Her acceptance of becoming a working girl, she said stemmed simply from her need to feel needed.
“Many contradictions of the human spirit, curiosity, wounds, lead us in other directions,” she said, “even though we know it’s not right.”
Looking back on her life, Crosby says the only man she’s ever really loved is her younger brother William. His face and the words “Live Strong” were etched in ink on her right shoulder two months ago. His nickname, “Munch,” is tattooed on her forearm. Among the many photos of her brother tacked to a small cork board in her office on the sixth floor of Butte Hall is one of Munch lying on the bed with his young daughter, two days before he died of cancer in 2004 at the age of 26.
Crosby was devastated by the loss of the person she refers to as her soul mate—someone she could eat in front of with a mouth full of food, the only man who never wanted her to be anything but herself.
“I don’t know how to explain it,” she said. “He just accepted me.”
Crosby said a difficult break-up coupled with her brother’s death still leaves her unable, and uninterested, in pursuing a relationship.
“It doesn’t feel like a wound,” she said. “It feels like nothing.”
“I don’t know; I’ve never tried to explain it before.”
Crosby is now in her eighth year at Chico State. It is worlds apart from the predominantly black communities of Baltimore and Atlanta. Crosby is one of five full-time black professors at Chico State.
During the last day of Crosby’s Sociology of Gender class before finals, she gave her students a list of 50 things to do in life, beyond school, to remain socially active and engaged. One of them was to memorize a quote.

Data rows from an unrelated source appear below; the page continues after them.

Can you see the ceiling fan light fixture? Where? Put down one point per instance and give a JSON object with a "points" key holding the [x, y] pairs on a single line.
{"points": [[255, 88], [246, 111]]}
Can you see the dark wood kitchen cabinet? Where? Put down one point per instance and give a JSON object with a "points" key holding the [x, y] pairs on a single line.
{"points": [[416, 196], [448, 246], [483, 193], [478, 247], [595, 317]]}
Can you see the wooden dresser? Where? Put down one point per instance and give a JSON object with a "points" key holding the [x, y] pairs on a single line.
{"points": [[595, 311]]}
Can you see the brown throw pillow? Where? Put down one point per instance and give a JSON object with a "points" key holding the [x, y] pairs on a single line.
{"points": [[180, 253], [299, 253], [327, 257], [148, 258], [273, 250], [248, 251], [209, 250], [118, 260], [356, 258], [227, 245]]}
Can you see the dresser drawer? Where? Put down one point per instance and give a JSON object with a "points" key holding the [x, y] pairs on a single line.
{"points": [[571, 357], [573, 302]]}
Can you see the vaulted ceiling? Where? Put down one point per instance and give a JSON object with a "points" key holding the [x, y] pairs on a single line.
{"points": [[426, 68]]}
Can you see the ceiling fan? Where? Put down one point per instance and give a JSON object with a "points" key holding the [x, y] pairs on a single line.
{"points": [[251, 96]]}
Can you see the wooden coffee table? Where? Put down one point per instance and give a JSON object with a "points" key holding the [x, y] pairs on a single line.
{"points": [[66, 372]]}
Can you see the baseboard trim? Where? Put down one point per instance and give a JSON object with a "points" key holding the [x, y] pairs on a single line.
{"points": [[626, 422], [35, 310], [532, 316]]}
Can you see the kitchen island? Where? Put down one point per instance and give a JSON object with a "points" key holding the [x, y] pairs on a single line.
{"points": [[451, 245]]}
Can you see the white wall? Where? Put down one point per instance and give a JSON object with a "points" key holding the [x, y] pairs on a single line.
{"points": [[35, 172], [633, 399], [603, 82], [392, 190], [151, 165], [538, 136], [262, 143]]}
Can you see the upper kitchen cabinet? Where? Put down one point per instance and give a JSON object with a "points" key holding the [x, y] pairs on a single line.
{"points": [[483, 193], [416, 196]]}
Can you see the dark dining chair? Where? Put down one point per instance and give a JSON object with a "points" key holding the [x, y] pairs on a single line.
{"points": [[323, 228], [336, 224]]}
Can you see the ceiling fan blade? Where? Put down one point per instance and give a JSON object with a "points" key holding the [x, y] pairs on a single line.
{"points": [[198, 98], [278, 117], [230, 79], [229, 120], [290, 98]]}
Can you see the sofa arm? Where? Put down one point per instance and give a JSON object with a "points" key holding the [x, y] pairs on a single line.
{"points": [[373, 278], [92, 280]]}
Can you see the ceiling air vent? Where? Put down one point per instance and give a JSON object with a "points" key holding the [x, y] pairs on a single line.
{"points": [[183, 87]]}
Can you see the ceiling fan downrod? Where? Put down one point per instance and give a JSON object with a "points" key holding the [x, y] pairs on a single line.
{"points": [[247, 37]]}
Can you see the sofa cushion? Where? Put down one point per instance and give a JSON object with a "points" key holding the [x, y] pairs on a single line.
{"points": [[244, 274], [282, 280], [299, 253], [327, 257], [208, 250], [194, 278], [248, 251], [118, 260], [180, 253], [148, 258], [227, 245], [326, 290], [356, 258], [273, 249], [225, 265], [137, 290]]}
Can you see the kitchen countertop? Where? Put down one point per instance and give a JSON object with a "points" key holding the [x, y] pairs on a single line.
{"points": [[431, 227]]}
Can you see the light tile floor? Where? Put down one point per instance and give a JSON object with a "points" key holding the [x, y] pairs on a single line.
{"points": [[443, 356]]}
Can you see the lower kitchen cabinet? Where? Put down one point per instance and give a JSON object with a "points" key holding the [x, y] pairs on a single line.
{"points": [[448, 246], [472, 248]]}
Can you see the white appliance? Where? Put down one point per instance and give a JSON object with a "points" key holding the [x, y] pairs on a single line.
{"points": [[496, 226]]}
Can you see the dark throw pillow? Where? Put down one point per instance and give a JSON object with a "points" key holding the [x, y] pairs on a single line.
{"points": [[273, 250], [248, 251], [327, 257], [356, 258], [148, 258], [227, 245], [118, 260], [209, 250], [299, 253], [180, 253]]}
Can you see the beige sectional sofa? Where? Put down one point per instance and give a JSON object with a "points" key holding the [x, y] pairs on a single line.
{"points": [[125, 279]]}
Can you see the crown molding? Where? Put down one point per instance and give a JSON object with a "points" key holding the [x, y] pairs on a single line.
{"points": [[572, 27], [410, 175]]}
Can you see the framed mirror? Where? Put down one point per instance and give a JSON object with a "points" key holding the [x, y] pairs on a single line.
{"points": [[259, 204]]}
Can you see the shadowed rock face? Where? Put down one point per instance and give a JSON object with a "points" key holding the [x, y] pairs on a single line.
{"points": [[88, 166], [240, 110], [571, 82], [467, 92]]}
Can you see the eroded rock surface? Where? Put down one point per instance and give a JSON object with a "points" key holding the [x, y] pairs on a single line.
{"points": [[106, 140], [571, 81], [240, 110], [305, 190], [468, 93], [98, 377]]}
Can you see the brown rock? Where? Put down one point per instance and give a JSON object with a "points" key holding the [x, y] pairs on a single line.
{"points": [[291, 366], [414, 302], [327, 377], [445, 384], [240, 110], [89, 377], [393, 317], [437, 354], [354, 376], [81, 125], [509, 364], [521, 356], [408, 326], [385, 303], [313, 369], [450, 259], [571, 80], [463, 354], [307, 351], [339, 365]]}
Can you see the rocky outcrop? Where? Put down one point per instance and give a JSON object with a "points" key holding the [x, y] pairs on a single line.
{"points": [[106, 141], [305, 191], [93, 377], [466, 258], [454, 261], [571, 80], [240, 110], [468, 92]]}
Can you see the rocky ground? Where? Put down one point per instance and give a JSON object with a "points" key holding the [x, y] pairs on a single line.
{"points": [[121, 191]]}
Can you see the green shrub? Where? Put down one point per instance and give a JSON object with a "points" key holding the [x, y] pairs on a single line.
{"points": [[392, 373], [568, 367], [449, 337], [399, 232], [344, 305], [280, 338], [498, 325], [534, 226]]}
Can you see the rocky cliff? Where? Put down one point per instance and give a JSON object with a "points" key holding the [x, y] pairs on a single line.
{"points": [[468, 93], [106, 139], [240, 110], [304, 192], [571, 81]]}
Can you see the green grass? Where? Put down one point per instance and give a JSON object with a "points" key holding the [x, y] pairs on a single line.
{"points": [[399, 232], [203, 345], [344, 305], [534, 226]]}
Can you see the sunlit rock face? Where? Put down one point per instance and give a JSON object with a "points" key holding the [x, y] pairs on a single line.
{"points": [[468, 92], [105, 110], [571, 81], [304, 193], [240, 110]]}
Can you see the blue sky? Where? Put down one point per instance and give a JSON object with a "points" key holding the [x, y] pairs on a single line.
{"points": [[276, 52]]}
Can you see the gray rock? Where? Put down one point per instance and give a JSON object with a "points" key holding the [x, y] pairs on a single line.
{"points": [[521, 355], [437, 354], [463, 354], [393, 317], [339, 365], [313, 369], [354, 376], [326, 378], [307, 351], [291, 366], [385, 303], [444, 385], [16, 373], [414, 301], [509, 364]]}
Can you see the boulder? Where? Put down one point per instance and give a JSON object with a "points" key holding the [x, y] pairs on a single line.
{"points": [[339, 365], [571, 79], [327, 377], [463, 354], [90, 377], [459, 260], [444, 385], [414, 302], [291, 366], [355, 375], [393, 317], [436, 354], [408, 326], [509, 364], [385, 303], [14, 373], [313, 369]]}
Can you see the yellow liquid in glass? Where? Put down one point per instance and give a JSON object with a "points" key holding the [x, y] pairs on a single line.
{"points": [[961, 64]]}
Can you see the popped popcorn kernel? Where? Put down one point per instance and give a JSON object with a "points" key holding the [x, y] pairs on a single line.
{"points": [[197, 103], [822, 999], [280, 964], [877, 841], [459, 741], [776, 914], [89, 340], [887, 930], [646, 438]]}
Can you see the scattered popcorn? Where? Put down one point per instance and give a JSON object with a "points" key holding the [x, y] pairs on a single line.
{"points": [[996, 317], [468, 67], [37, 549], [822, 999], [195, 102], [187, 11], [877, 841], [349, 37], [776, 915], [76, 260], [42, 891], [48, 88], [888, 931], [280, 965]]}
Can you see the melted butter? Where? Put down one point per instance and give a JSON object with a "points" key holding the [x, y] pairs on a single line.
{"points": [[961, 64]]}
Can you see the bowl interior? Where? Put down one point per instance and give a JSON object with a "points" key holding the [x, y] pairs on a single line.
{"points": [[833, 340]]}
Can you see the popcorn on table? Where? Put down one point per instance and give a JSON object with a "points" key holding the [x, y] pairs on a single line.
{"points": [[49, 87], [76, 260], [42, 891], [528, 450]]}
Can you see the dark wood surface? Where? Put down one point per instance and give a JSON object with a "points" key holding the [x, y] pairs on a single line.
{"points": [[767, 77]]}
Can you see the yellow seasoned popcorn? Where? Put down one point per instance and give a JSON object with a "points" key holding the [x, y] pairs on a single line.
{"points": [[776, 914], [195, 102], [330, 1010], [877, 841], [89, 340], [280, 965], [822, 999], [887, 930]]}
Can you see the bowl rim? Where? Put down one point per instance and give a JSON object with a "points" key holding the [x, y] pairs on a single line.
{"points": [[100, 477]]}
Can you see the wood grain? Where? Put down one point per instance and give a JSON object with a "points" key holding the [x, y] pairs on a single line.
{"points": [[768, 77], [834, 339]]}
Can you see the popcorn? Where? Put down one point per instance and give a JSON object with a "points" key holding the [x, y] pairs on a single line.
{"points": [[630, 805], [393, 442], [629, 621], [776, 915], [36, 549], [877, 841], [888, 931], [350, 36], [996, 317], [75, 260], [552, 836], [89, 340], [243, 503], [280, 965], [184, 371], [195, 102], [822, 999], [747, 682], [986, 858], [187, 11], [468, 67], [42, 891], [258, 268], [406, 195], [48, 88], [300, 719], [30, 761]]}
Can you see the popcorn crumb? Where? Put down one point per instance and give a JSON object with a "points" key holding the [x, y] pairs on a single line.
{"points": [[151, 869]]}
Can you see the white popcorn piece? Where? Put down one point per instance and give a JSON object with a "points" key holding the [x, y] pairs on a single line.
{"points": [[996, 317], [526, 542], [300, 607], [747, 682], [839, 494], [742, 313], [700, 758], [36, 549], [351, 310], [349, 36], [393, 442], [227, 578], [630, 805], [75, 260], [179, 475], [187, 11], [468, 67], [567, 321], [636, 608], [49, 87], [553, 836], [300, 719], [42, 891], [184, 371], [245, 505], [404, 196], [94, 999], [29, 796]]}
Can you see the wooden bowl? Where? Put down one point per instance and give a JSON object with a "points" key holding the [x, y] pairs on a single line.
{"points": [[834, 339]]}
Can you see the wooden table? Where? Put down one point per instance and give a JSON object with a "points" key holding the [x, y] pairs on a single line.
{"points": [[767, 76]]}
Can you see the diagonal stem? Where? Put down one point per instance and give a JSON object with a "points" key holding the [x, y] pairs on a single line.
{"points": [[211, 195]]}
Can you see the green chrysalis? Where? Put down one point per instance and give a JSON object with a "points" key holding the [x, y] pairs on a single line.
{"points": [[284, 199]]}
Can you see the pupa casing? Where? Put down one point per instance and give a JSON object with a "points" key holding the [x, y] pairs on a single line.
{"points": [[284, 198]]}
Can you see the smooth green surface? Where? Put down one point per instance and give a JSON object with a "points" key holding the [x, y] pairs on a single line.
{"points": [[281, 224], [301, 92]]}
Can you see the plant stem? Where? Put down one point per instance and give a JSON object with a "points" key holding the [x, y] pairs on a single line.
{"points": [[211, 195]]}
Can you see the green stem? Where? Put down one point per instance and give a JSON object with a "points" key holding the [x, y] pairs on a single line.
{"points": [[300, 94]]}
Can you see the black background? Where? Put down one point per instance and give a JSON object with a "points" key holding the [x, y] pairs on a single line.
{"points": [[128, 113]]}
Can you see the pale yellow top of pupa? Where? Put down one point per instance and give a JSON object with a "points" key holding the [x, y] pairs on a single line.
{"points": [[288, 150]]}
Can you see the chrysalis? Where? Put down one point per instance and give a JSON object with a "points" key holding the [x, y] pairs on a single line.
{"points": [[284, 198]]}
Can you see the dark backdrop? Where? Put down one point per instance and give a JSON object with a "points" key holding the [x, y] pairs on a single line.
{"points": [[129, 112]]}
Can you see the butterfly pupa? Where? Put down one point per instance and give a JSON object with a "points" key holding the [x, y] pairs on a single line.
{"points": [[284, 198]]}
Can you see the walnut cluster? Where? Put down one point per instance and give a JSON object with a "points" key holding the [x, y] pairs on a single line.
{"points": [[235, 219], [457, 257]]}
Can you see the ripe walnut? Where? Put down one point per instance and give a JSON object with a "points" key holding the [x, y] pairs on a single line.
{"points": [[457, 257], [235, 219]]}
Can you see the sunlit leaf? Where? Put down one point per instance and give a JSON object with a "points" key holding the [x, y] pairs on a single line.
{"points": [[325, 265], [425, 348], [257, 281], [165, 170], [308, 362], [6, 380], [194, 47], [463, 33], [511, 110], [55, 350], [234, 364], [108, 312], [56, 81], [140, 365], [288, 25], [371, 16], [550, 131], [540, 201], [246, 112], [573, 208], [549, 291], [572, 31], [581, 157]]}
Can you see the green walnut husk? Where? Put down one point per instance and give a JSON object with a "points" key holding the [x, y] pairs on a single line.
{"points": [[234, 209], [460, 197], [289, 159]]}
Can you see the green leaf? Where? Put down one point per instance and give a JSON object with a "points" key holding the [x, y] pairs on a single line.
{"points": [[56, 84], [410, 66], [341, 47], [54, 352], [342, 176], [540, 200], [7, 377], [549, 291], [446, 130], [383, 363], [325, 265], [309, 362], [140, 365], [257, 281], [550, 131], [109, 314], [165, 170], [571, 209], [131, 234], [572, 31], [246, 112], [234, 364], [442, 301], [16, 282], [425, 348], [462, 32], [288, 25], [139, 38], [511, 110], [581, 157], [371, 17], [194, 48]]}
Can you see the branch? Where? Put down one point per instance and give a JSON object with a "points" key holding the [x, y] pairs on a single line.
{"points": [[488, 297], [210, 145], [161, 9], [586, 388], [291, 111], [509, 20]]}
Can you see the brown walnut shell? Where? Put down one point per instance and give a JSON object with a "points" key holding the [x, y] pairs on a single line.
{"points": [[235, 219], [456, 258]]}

She was immediately asked to recite her favorite quote. The student, of course, called her Nandi—which Crosby legally made her name 10 years ago. (The name Nandi means “woman of high esteem,” and comes from Nandi kaBebe, the mother of 19th-century South African warrior Shaka Zulu.)
Crosby doesn’t have a favorite quote, but she shared one she likes: “Speak your mind, even if your voice trembles.”
The quote exemplifies Crosby’s philosophy on open and honest discourse.
Her office is lined with more than 50 trophies from her years participating on speech teams in college. Crosby is still fascinated with the life of the incarcerated—a society of people who want freedom, she says, but don’t know how to abide by the rules to achieve it—and speaks every month at the Suwannee Correctional Institute near Live Oak. She has been a keynote speaker on issues of activism, women’s issues and sexual violence on campuses across the country.
Crosby says whether she’s talking to her students, colleagues or inmates, the message is always the same: “There’s always an element of empowerment, and how we get to that place.”
And her book, which was published in February, has only encouraged that open dialogue even more.
It took Crosby four months to write and it still affected her when she read it over. The reaction among her students has been nothing but positive. Penny Krakoff, one of Crosby’s students, said it was refreshing to see Nandi as more than just a professor who lectures in front of the class.
Ultimately Crosby hopes the book will encourage other women to open up about things that are deemed taboo, or considered off limits.
“I like people to show up and be honest,” Crosby said. “Even if it’s not good looking.”